Furthermore, you’re wrong about her father—he doesn’t "love her no matter what." He wants to turn her into something she’s not. There’s simply no other way to explain his birthday gift to her—who would try to foist “self-hate lessons” on their own kid??
As a baptized Catholic, I could say plenty of things about the gays’ "war” on the church (starting with the fact that it’s been the other way around in my experience—and don’t get me started on the priest sex abuse scandals, which most devout churchgoers never want to talk about—funny how that is), but I will simply settle for saying this: pay for your own wedding. Invite him if you want to, but don’t expect him to walk down the aisle with her. (If it were me, I'd sprinkle thumbtacks on the aisle, and tell him there's a time-share at the end of it, just to see how fast he runs.)
And make yourselves scarce at the family functions. There’s no need for you to attend as second-class citizens while he heaps praise on his biological baby doll.
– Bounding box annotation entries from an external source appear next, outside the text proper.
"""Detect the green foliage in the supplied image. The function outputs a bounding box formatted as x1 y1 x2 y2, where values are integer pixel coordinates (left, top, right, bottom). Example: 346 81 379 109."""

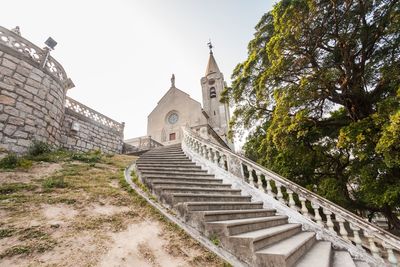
71 150 102 163
0 183 37 194
28 140 53 157
0 153 32 170
42 176 68 189
223 0 400 228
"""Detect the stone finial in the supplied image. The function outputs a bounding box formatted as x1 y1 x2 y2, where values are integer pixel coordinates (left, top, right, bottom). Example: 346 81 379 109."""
11 26 21 36
171 74 175 87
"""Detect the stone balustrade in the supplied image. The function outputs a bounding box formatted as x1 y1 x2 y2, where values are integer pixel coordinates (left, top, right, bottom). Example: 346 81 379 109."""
65 97 125 134
183 129 400 266
0 26 68 83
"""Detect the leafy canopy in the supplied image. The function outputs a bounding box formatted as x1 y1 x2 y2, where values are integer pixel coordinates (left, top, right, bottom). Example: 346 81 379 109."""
223 0 400 228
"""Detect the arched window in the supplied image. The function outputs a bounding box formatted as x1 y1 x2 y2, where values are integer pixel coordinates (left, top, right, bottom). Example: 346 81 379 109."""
210 87 217 98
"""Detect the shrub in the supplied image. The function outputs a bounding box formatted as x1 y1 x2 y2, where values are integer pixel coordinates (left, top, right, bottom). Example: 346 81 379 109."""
28 140 53 157
0 153 32 170
0 153 18 169
42 177 67 189
71 150 101 163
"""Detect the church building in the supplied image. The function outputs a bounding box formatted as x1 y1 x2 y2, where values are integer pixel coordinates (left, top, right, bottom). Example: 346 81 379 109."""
147 47 233 149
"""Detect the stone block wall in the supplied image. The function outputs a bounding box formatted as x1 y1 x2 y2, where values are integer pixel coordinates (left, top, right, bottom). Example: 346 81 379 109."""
0 47 65 153
0 26 124 154
61 99 123 153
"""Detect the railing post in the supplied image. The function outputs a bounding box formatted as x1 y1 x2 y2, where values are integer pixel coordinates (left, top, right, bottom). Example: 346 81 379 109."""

Finally, your fiancé needs to send her father a nice long note expressing her feelings, then stop contact, including Facebook. If he really does “love her no matter what,” maybe he’ll realize what his words and deeds are costing him.
DEAR MISS MANNERS: I am a junior in high school, and I try to follow the rules of etiquette (though I have often found them lacking in certain situations, such as when a boy decides that they want to carry you like a sack of potatoes to your next class), but I have noticed in the past that my teachers who are there to teach us do not follow the same rules.
Perhaps it is just me, but I find comments (by teachers) to the effect of “Didn’t you just go?” to be unconscionable when asking discreetly to use the restroom.
Not only do I find the behavior of a teacher commenting on students’ bodily functions insulting, but in doing so the teacher brings the class’ attention to a question that I am trying to ask discreetly. And for the record, if I had just gone I would not be asking.
--EVERYBODY OUGHTN’T TO KNOW
AARON’S ROTTEN ADVICE:
Maybe you wouldn’t, but plenty of other kids would. And they wouldn’t be using the restroom, they’d be goofing off somewhere. That’s why the teachers ask these things. I’m not going to ask who tries to carry you like a sack of potatoes, or how, exactly, you breach etiquette when this happens. Leave me my illusions.
It seems, however, that the teachers should remember who “just went” if they’re paying attention, and I agree that they’re drawing attention to something that’s not for public consumption. So the next time they ask, “Didn’t you just go?” just say, “No, but I’d be happy to do it in front of you right now if you won’t let me go to the restroom.”
2 Comments:
I would love to see the neighbors face when she tells the guy next door about the friends liaisons and he replies, "I know that's why I gave him a key!"
In the next letter I wonder just how many good folks would agree to be a Godparent if it actually meant they'd have to take such a hands on approach?
In the Dear Ellie letter what's to tell? his co-workers already thought he was dipping his pen in company ink. What will she say they've become friends and he refused to get closer so she is throwing a hissy fit? He should tell his wife about the nut case and work then forget about it.
Your advice to the Lesbian couple was right on. I'd like her to return the anti-gay bible study info unopened and give him a Gay flag to proudly display for his birthday present. LOL. Ted
I agree, but the best thing to do with someone like this is to wash their hands of him...at least temporarily. Since he only recently converted to Catholicism to please his tootsie-pie, if the marriage goes south, he might decide to abandon it. (Few people CHOOSE Catholicism, then stay with it, if they weren't baptized into it. Those of us 'mos who WERE baptized into it frequently fall away...or at least do not attend regularly.)